Gadis berusia 20 tahun ini mengatakan bahwa menjadi penari sangat menyenangkan karena kita dapat melatih kelenturan tubuh hal ini ketika tarian dipersembahkan gerakan tubuh tidak akan kaku. Fuji telah mementaskan beberapa tarian seperti tari kreasi, tari sandeq, tari empat etnis, tari duppa, tari mandar dan tari duppa bugis, pementasannya hanya sebagai media hiburan.
“Selama latihan menari ada tarian yang paling susah ia pelajari yaitu tari kreasi. Tari kreasi yang baru digunakan alasannya tidak pernah ditarikan dan baru dipelajari,” ungkap Fuji.
Persiapan yang harus disiapkan ketika tarian akan dipersembahkan cukup banyak.
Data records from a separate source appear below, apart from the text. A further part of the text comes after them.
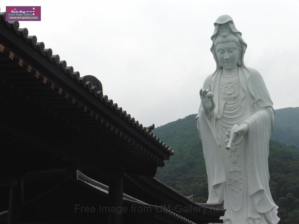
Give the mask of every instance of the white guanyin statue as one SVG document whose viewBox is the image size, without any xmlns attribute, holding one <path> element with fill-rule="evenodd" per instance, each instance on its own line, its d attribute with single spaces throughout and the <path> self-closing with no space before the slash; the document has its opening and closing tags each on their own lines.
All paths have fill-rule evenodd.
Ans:
<svg viewBox="0 0 299 224">
<path fill-rule="evenodd" d="M 207 203 L 224 200 L 225 224 L 277 223 L 268 166 L 273 103 L 260 74 L 244 64 L 247 45 L 232 19 L 221 16 L 214 24 L 211 51 L 216 67 L 200 90 L 196 117 L 208 174 Z"/>
</svg>

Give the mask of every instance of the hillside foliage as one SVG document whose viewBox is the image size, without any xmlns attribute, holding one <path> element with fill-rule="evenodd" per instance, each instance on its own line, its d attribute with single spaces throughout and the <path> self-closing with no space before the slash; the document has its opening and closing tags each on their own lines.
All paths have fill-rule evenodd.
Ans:
<svg viewBox="0 0 299 224">
<path fill-rule="evenodd" d="M 281 224 L 299 223 L 299 151 L 295 146 L 299 145 L 298 115 L 299 108 L 277 110 L 276 131 L 269 143 L 269 184 L 273 199 L 279 207 Z M 166 161 L 165 167 L 158 169 L 156 176 L 187 196 L 194 195 L 196 202 L 205 202 L 208 179 L 196 116 L 190 115 L 153 130 L 175 152 Z M 292 123 L 286 122 L 287 118 Z M 288 129 L 292 133 L 286 136 Z"/>
</svg>

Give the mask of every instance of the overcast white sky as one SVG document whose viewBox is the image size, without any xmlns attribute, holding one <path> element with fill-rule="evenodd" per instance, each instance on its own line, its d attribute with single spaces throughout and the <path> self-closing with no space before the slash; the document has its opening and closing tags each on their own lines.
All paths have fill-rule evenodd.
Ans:
<svg viewBox="0 0 299 224">
<path fill-rule="evenodd" d="M 41 6 L 30 35 L 144 125 L 197 113 L 199 89 L 216 68 L 213 24 L 230 15 L 248 47 L 245 62 L 263 77 L 275 109 L 299 106 L 298 0 L 0 0 Z"/>
</svg>

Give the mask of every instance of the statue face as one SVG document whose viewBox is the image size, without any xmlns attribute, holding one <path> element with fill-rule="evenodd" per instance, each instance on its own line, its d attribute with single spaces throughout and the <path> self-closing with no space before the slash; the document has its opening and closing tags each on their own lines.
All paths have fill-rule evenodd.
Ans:
<svg viewBox="0 0 299 224">
<path fill-rule="evenodd" d="M 237 66 L 239 47 L 234 42 L 218 44 L 216 52 L 219 63 L 224 68 L 229 69 Z"/>
</svg>

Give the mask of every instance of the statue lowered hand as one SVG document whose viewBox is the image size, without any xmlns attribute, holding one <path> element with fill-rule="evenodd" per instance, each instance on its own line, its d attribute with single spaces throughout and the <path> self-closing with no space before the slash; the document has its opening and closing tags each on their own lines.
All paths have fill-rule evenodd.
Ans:
<svg viewBox="0 0 299 224">
<path fill-rule="evenodd" d="M 246 123 L 243 123 L 240 125 L 237 123 L 232 127 L 231 126 L 228 127 L 228 132 L 225 134 L 229 139 L 225 141 L 226 143 L 228 143 L 225 148 L 230 150 L 232 142 L 241 137 L 248 131 L 248 125 Z"/>
</svg>

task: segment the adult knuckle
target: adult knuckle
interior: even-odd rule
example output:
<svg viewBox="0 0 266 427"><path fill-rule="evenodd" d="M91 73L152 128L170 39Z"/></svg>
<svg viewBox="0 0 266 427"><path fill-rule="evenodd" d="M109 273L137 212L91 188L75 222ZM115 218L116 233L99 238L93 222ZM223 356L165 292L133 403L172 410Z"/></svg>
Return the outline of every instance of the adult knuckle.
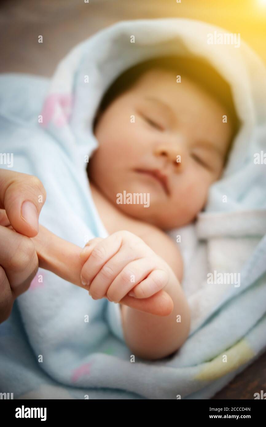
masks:
<svg viewBox="0 0 266 427"><path fill-rule="evenodd" d="M35 253L32 240L26 236L20 236L15 254L10 260L10 268L17 272L25 269L32 262Z"/></svg>
<svg viewBox="0 0 266 427"><path fill-rule="evenodd" d="M44 201L46 200L46 191L42 182L38 177L35 175L28 175L27 178L24 181L24 185L37 190L43 196Z"/></svg>

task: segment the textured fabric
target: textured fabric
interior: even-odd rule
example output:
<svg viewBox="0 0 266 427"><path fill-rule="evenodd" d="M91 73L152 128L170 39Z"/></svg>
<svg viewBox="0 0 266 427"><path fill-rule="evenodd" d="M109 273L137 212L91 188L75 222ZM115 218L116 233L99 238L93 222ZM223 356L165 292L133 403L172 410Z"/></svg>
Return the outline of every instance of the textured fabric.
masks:
<svg viewBox="0 0 266 427"><path fill-rule="evenodd" d="M237 48L208 44L214 31L223 32L183 19L121 22L73 50L50 81L0 77L0 151L14 153L13 170L43 182L47 197L41 223L80 246L107 235L84 158L97 146L96 108L123 70L158 55L204 56L231 85L243 123L205 211L196 224L170 233L181 237L192 313L189 337L179 351L132 363L118 305L93 301L40 269L0 325L1 392L16 398L206 398L265 349L266 170L254 160L266 151L266 72L242 41ZM208 283L215 271L239 274L241 282Z"/></svg>

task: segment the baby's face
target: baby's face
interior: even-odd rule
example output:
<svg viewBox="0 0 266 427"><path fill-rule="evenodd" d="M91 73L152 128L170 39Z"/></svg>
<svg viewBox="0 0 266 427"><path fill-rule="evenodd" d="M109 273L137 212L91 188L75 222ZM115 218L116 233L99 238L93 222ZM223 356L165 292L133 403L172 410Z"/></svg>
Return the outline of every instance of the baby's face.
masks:
<svg viewBox="0 0 266 427"><path fill-rule="evenodd" d="M188 224L222 172L232 132L227 114L192 81L148 71L100 117L90 178L127 215L163 229ZM117 204L125 190L149 193L149 207Z"/></svg>

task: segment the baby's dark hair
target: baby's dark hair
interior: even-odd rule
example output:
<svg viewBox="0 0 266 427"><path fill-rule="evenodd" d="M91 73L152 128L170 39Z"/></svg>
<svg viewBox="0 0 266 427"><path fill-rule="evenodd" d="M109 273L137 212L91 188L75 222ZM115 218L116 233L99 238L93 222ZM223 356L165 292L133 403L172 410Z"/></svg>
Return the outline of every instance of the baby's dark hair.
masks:
<svg viewBox="0 0 266 427"><path fill-rule="evenodd" d="M94 118L94 129L101 114L119 95L131 88L143 74L152 69L160 69L190 79L203 88L225 108L225 114L233 129L231 143L228 150L225 163L232 143L240 126L234 107L231 90L228 84L204 58L198 56L170 55L148 59L127 69L120 74L108 88L102 97ZM222 120L222 118L221 119Z"/></svg>

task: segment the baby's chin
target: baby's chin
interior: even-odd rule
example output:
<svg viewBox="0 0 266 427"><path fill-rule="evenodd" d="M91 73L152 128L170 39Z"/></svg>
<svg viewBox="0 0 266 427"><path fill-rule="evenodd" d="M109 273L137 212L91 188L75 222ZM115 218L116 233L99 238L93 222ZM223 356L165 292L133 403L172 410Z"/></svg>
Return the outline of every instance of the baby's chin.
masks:
<svg viewBox="0 0 266 427"><path fill-rule="evenodd" d="M158 208L157 205L151 203L150 200L149 206L148 204L145 205L137 203L117 204L117 206L129 216L155 225L161 230L167 231L179 228L190 222L187 218L184 218L184 213L178 214L178 210L174 215L171 214L167 210L167 204L164 204L162 208L161 203Z"/></svg>

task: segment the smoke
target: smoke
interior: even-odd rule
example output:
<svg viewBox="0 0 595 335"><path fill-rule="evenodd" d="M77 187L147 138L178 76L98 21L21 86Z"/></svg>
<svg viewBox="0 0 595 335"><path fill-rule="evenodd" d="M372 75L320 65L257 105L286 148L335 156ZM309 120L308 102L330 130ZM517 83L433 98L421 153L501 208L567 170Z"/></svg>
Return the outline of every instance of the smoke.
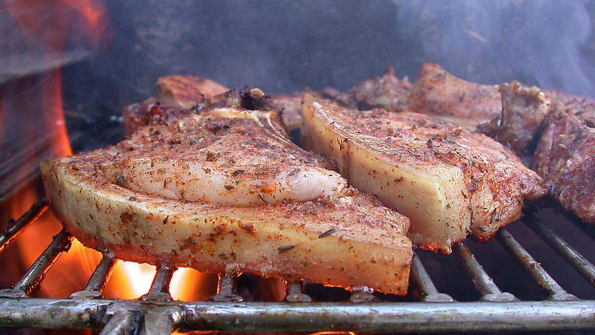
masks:
<svg viewBox="0 0 595 335"><path fill-rule="evenodd" d="M346 91L424 61L486 83L516 79L595 96L595 2L106 0L105 49L65 70L69 108L98 118L155 94L160 76L267 93Z"/></svg>
<svg viewBox="0 0 595 335"><path fill-rule="evenodd" d="M396 29L420 58L486 83L518 79L595 96L591 21L581 1L397 0Z"/></svg>

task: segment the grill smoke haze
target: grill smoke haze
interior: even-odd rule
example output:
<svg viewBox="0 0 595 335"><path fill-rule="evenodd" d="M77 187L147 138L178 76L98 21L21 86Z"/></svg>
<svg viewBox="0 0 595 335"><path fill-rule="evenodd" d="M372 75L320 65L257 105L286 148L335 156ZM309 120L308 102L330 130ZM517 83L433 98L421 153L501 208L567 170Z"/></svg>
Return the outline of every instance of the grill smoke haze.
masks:
<svg viewBox="0 0 595 335"><path fill-rule="evenodd" d="M518 79L594 95L591 17L585 1L397 1L397 29L421 54L465 79ZM592 5L591 5L592 6Z"/></svg>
Menurut Fuji hal-hal yang harus disiapkan seperti make up, baju dan aksesoris serta properti yang digunakan juga harus lengkap.
Membangun komunitas seni
Dosen Fakultas Adab dan Humaniora UIN Alauddin Makassar Nur Ahsan Syakur, selaku pengajar kebudayaan turut menyelenggarakan seni budaya lokal seperti membangun komunitas budaya.
Ia mengaku sebagai mantan presidium orang yang mendirikan sanggar seni budaya, sebagai pemerhati penggeliat seni budaya yang didalam komunitas itu ada berbagai jenis bidang seni.
“Komunitas budaya saya di atas ada komunitas sejarah dan budaya, saya salah satu presidium, mantan presidium orang yang mendirikan sanggar seni budaya desa di sana. Jadi kalau secara umum ya saya ini pemerhati penggeliat seni budaya tapi ya termasuk di dalam sanggar itu ada bidang seni, seni tari ada, bidang seni musik ada, bidang seni kaligrafis, seni lukis ada, bidang seni teater dan lain sebagainya ada bidang fotografi,” urainya.
“Kalau saya tidak salah dulu ya ada itu semua kita optimalkan. Kalau komunitas seni budaya yang disana ada di UKM kalau komunitas sejarah dan budaya juga ada di atas lantai empat di lab, makanya ada lab sejarah dan budaya nah kebetulan saya yang mengorganisir lab budaya dan sejarah di atas,” jelas Ahsan.
Ahsan juga mengungkapkan adanya wacana untuk pelestarian budaya salah satunya diantaranya Fakultas Adab dan Humaniora khususnya Jurusan Sejarah dan Kebudayaan.
Ia mengatakan pentingnya mengembangkan kemampuan-kemampuan mahasiswa-mahasiswa khususnya yang di sejarah kebudayaan untuk menggali budaya-budaya luhur nenek moyang yang kemudian dikembangkan dan dilestarikan.
Terbukti Fakultas Adab dan Humaniora sudah sering mementaskan seni budaya lokal seperti proses penyambutan mahasiswa baru dan penyambutan tamu kunjungan yang ditampilkan para mahasiswa-mahasiswa lama dan panitia-panitia mahasiswa baru menampilkan sisi budaya lokal seperti tarian dan Angngaru.